ÊTRE SON PIRE ENNEMI : L’AUTOÂGISME

L’âgisme envers soi-même

« Vous ne faites pas votre âge! » La plupart d’entre nous sommes flattés lorsqu’on nous complimente de la sorte, n’est-ce pas? À force d’être confrontés aux stéréotypes âgistes, nous pouvons en venir à les intérioriser. C’est ce que l’on appelle l’autoâgisme, un phénomène nourri par les représentations (médiatiques, entre autres), les discours (politiques, médicaux, scientifiques, par exemple) et les interactions entre les individus et les groupes sociaux. En soi, l’autoâgisme représente donc l’une des conséquences de l’âgisme.  

Plusieurs études avancent que notre malaise par rapport à notre propre vieillissement est en partie liée au tabou de la mort dans notre société : les personnes aînées nous rappellent ainsi notre propre mortalité. Ajoutons à cela l’accent mis sur la productivité, l’instantanéité et l’autonomie, des valeurs extrêmement valorisées : difficile d’avoir envie de vieillir!

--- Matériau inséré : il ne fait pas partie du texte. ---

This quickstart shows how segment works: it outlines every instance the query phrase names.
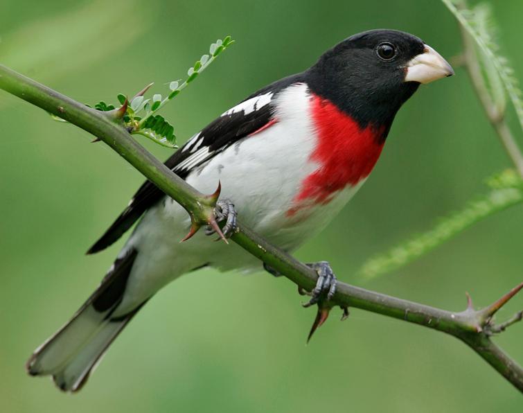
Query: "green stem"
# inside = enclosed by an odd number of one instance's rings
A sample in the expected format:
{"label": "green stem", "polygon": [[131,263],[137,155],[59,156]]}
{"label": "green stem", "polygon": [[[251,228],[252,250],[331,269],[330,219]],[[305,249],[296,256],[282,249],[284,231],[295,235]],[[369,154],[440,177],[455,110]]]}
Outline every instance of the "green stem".
{"label": "green stem", "polygon": [[[208,218],[211,208],[209,198],[177,177],[136,143],[121,125],[121,121],[2,65],[0,65],[0,89],[91,133],[181,204],[197,222],[204,223]],[[313,270],[241,223],[238,227],[231,237],[235,243],[302,288],[310,290],[314,288],[317,274]],[[515,292],[517,290],[513,290],[511,295]],[[508,299],[497,302],[504,304],[506,301]],[[510,383],[523,392],[523,369],[490,340],[486,329],[481,328],[490,322],[484,310],[474,312],[469,309],[461,313],[452,313],[342,282],[337,284],[333,304],[361,308],[454,335],[467,343]],[[497,305],[496,309],[501,305]]]}

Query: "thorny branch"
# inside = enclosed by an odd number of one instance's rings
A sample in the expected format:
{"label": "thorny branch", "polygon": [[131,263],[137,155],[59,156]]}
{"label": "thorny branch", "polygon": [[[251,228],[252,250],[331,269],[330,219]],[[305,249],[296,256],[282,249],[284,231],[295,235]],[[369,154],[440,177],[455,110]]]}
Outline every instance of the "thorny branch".
{"label": "thorny branch", "polygon": [[[461,7],[465,7],[465,3]],[[463,42],[463,61],[467,69],[474,90],[487,116],[487,118],[496,131],[507,155],[516,168],[520,176],[523,178],[523,154],[512,134],[505,120],[505,110],[499,110],[488,93],[485,79],[478,61],[474,39],[463,26],[459,26]]]}
{"label": "thorny branch", "polygon": [[[213,220],[217,194],[208,196],[200,193],[141,146],[122,126],[121,118],[124,111],[94,110],[1,64],[0,89],[69,121],[103,141],[184,206],[190,215],[193,227],[207,225]],[[313,270],[241,223],[238,223],[238,227],[231,237],[235,243],[299,288],[308,291],[314,288],[317,274]],[[329,306],[361,308],[450,334],[467,344],[523,392],[523,369],[490,340],[493,333],[502,331],[517,321],[515,316],[496,325],[493,317],[522,288],[523,283],[484,308],[474,310],[472,301],[469,301],[466,310],[454,313],[339,282]]]}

Le positionnement social lié à la vieillesse, quasi systématiquement dévalorisé, agit donc sur nos expériences subjectives du vieillissement, qui réfèrent à l’âge que nous avons l’impression d’avoir et à l’âge que nous pensons – et souhaitons – projeter. L’autoâgisme nous mène à espérer avoir l’air plus jeunes que nous le sommes… et c’est là que les marques de crème antirides nous attrapent. Les personnes qui ont intériorisé les stéréotypes âgistes peuvent tenter de se distinguer de celles et ceux que l’on associe à leur groupe d’âge : les vieux et les vieilles, ce sont les autres! Une manifestation banale de l’autoâgisme consiste d’ailleurs à nier son âge. 

La perception négative de la vieillesse ayant été renforcée tout au long de notre vie, nous en venons souvent à nous discriminer, à nous stigmatiser ou à nous exclure nous-mêmes. Nous nous interdisons ainsi de parler et d’agir de telle ou telle manière parce qu’elle ne correspond pas à ce qui nous semble socialement acceptable. À quel âge, par exemple, croyons-nous que nous devons abandonner la casquette ou la mini-jupe? 

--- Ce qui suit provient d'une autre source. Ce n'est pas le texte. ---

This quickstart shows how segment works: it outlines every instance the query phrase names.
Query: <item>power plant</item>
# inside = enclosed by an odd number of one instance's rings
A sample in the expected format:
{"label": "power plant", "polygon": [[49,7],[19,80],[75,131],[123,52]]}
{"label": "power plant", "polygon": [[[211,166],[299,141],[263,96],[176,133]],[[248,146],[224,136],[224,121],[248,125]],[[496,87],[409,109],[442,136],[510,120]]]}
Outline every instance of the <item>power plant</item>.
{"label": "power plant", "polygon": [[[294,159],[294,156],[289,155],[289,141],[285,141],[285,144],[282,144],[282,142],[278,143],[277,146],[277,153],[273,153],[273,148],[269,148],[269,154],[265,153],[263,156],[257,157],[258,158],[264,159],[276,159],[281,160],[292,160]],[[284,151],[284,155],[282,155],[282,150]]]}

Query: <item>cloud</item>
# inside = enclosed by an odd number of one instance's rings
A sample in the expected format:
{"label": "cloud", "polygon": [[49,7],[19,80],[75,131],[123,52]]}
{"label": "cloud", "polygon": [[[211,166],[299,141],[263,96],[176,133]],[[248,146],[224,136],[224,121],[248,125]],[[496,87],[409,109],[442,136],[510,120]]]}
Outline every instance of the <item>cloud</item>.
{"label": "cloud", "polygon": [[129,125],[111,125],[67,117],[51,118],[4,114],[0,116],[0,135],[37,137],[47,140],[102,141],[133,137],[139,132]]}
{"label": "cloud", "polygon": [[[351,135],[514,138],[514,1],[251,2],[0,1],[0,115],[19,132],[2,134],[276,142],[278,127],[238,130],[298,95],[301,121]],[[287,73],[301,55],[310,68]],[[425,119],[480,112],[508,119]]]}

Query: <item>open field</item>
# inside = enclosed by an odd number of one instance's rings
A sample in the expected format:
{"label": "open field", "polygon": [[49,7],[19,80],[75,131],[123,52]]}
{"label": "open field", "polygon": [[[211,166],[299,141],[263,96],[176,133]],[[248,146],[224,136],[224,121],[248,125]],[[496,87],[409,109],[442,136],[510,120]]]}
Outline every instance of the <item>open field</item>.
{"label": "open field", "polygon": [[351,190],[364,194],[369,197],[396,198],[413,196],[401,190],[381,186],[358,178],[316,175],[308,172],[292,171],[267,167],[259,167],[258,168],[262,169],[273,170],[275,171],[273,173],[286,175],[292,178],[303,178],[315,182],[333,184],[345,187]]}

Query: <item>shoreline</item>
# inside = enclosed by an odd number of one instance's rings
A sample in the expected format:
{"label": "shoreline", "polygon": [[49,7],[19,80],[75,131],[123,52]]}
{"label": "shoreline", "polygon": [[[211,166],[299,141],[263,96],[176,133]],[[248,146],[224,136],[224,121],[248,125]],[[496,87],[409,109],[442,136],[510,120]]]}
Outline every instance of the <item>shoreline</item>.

Nous craignons par ailleurs le déclin physique et cognitif, la maladie et la dépendance. Il s’agit-là d’un cercle vicieux. En effet, l’autoâgisme peut précisément affecter nos performances physiques et intellectuelles, alors que l’état de notre santé mentale et physique amplifie la perception négative de notre propre vieillissement. 

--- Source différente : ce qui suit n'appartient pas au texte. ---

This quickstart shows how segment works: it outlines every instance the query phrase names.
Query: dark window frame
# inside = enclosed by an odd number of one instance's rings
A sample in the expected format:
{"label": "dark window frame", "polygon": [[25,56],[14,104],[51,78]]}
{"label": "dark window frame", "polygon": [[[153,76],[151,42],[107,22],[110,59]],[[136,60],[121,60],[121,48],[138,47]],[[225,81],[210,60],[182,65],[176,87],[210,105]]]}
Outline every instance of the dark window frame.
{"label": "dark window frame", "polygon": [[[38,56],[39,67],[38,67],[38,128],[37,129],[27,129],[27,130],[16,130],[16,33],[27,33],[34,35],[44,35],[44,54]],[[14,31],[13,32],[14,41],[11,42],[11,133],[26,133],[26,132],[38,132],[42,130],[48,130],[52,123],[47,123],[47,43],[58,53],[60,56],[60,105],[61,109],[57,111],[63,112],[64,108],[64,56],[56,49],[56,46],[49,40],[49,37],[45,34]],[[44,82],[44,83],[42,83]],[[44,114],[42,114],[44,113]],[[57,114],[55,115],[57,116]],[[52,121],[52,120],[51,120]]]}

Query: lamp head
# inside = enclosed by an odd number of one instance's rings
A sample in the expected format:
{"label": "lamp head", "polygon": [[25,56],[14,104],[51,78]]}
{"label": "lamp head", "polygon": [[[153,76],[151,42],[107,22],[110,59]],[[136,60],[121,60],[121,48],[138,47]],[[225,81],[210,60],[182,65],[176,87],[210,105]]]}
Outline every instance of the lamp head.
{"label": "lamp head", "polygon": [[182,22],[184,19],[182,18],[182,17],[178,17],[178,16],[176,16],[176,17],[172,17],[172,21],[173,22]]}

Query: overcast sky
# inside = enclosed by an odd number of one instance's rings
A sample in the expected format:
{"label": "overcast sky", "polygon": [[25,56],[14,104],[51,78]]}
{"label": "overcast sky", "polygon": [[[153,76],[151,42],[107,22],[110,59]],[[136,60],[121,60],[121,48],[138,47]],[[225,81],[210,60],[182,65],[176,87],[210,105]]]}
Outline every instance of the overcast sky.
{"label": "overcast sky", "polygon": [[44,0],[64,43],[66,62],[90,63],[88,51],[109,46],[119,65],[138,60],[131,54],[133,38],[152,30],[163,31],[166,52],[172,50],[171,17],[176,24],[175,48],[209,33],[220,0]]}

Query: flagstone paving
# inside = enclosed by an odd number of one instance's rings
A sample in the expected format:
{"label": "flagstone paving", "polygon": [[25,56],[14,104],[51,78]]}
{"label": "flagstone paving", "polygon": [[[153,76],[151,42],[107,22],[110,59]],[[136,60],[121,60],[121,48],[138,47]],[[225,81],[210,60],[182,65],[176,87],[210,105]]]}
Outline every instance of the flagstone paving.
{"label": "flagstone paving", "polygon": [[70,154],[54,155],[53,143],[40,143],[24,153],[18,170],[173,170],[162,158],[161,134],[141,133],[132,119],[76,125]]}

Bref, l’autoâgisme a d’importantes conséquences. Il nourrit la crainte de devenir un fardeau pour la société et entraîne souvent un retrait social plus ou moins progressif. Mieux comprendre pourquoi nous n’aimons pas vieillir et connaître les raisons qui motivent nos attitudes et comportements peut nous aider à vivre notre vieillissement de façon plus positive.